"Daily Sabah" newspaper:To reassert US influence in Middle East، work with state actors
Tuesday 14/February/2017 - 10:36 AM
By Burhanettin Duran: As the Trump administration is working on a plan to reassert the U.S.'s influence in Syria and the rest of the Middle East، CIA Director Mike Pompeo traveled to Ankara to meet with Turkish officials. Where the new administration lands on the Raqqa operation will provide valuable insight into Washington's new roadmap.
It is no secret that there is an ongoing discussion within the U.S. government about allocating Turkey a bigger role in the war against Daesh in Syria and Iraq. Moving forward، a key sticking point will be the new administration's approach to the People's Protection Units (YPG)، which could set the tone for Turkey-U.S. relations for the next couple of years. Turkish media reported last week that Turkish officials had presented Mr. Pompeo a plan involving the Free Syrian Army (FSA)، Arab forces within the Syrian Democratic Forces (SDF) and Turkish and U.S. special forces.
Now the main question is how Washington will respond to a proposal that excludes YPG fighters but entails passage through Tal Abyad.
If the White House decides to work more closely with Turkey، a NATO ally that has remained on the frontline against Daesh، we will witness a clear decline in the YPG's standing in northern Syria. However، the administration will more likely seek to find a middle way، which would require them to come up with some creative solutions.
If Mr. Trump considers fighting "radical Islamism" and containing Iran to be the centerpieces of his Middle East policy، a comprehensive strategic partnership with Turkey is desperately needed. To be clear، the former Obama administration's idea of a strategic partnership، which involved working with both Turkey and the YPG، was not exactly popular among Turks.
In the Middle East، the Trump administration wants to defeat Daesh in the short run and then focus on containing Tehran's regional hegemony. Unlike Mr. Barack Obama، President Donald Trump sees Iran as "the biggest state sponsor of terrorism." The main problem is that the new administration's self-professed policy goals in the region could contradict campaign pledges against military interventions.
To make matters worse، the U.S. might have to get directly involved in the Middle East since it seems unlikely that the White House will be able to build a close relationship with Russian President Vladimir Putin. In recent weeks، several members of Mr. Trump's cabinet and congressional leaders came out against lifting Russia sanctions. At the same time، the administration has to find a way to work with the Kremlin in Ukraine، Eastern Europe، Eastern Mediterranean and the Middle East.
In order to contain Iran، it won't be sufficient to form an anti-Tehran bloc with Gulf nations and Israel. It is important to recall that Iran seized vast opportunities in the region and effectively became an empire between the U.S. invasion of Iraq and Mr. Obama's rapprochement with Tehran. Finally، any effort to contain Iran without negotiating terms with the Kremlin can lead to closer cooperation between Moscow and Tehran to fuel global tensions.
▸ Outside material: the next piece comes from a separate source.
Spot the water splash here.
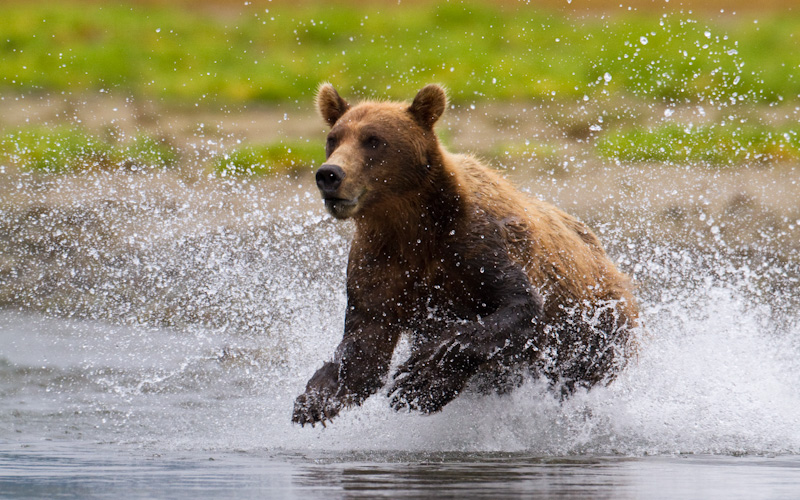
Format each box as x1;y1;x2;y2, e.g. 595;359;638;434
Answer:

Over the next few months، the White House could seek to contain Iran through the creation of an anti-Tehran bloc in the region in two distinct ways:
First، President Trump could opt for "soft containment،" which would involve economic sanctions and more proxy wars. Mobilizing supporters around a Shiite ideology، the Iranians have enough experience to resist both measures. In order to succeed، the administration would have to talk Europe، whose leaders aren't exactly getting along with Washington right now، out of lucrative deals with Iran.
Another important thing to keep in mind is that the Iranians will cause new problems in the Gulf in an effort to maintain their influence in Yemen، Syria and Iraq. Under the circumstances، missiles could presumably hit Jeddah or Riyadh and an insurrection could break out in Saudi Arabia's eastern province. The alternative to "soft containment" would be to use hard power instruments، which could have serious repercussions in the region and elsewhere.
At this time، President Trump is compelled to strike a healthy balance between his own priorities and the demands of traditional U.S. allies including Turkey، Egypt، Israel and Saudi Arabia. Moving forward، the White House should also prepare for Moscow's game-changing moves in the Middle East. The obvious way out of the current situation is to work with state actors at the expense of non-state actors including the YPG. Of course، the Trump administration could just backtrack on their priorities.